Photo: Ashley W. Simpson
Blanks suggested in his review that while “controversy swirled,” “how material that would be for people whose annual salary would scarcely cover one of the collection’s Coco Cuba T-shirts, let alone a cute cigar box bag, is moot." He added, “Besides, the lack of reddies to shop Chanel is hardly an issue unique to Cuba.”
View the show as entertainment, a highly publicized party and a cultural significant moment in time, was the generous argument.
“Even in the last five or so years, the change has been drastic in terms of knowledge outside of Cuba, of Cuban artists, and the media the artist has access to,” related Huntington. “Which is positive, of course.

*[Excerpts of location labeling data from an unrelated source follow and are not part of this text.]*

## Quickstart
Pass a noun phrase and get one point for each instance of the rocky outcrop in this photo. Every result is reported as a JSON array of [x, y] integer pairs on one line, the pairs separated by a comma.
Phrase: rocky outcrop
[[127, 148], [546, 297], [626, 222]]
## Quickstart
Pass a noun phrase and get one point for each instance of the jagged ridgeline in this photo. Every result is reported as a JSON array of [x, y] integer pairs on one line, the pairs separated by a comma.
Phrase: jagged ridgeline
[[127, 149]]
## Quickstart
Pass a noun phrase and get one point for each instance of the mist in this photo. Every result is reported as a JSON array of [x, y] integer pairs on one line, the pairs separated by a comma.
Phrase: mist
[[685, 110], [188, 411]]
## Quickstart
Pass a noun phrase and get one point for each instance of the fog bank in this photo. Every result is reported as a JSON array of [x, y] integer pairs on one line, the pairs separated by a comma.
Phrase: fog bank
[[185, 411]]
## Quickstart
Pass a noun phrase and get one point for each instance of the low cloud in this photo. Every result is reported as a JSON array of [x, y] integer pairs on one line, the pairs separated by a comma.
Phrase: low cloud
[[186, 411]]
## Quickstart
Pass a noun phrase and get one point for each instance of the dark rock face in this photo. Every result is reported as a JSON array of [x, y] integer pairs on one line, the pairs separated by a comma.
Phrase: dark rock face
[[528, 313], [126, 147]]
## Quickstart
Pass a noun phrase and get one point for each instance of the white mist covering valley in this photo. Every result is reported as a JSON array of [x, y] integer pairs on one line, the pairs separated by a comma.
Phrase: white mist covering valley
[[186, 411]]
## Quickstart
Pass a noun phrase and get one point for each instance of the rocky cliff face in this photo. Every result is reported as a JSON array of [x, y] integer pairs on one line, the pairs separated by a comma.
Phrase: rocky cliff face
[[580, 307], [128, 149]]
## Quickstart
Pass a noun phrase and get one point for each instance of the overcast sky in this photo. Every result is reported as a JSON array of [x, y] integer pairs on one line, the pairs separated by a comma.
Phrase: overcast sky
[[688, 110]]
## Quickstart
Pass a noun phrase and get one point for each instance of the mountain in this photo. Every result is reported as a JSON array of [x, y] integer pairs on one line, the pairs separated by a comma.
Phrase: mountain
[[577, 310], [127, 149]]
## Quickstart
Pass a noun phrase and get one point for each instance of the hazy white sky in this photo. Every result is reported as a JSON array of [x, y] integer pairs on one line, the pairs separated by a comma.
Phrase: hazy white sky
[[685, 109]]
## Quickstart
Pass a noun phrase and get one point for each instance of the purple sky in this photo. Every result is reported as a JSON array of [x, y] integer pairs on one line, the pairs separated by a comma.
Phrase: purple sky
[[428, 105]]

“[Havana] has the architecture and the feel of a European city and the heart and the soul of the Caribbean, so that marriage has such a fire. It’s very unique,” she added. “That comes out in the music, in the art, in the dance, in the writing, in the being of the people. I don’t know if it can be duplicated and hopefully it stays. The more people who can learn about the art the better. That’s the key.”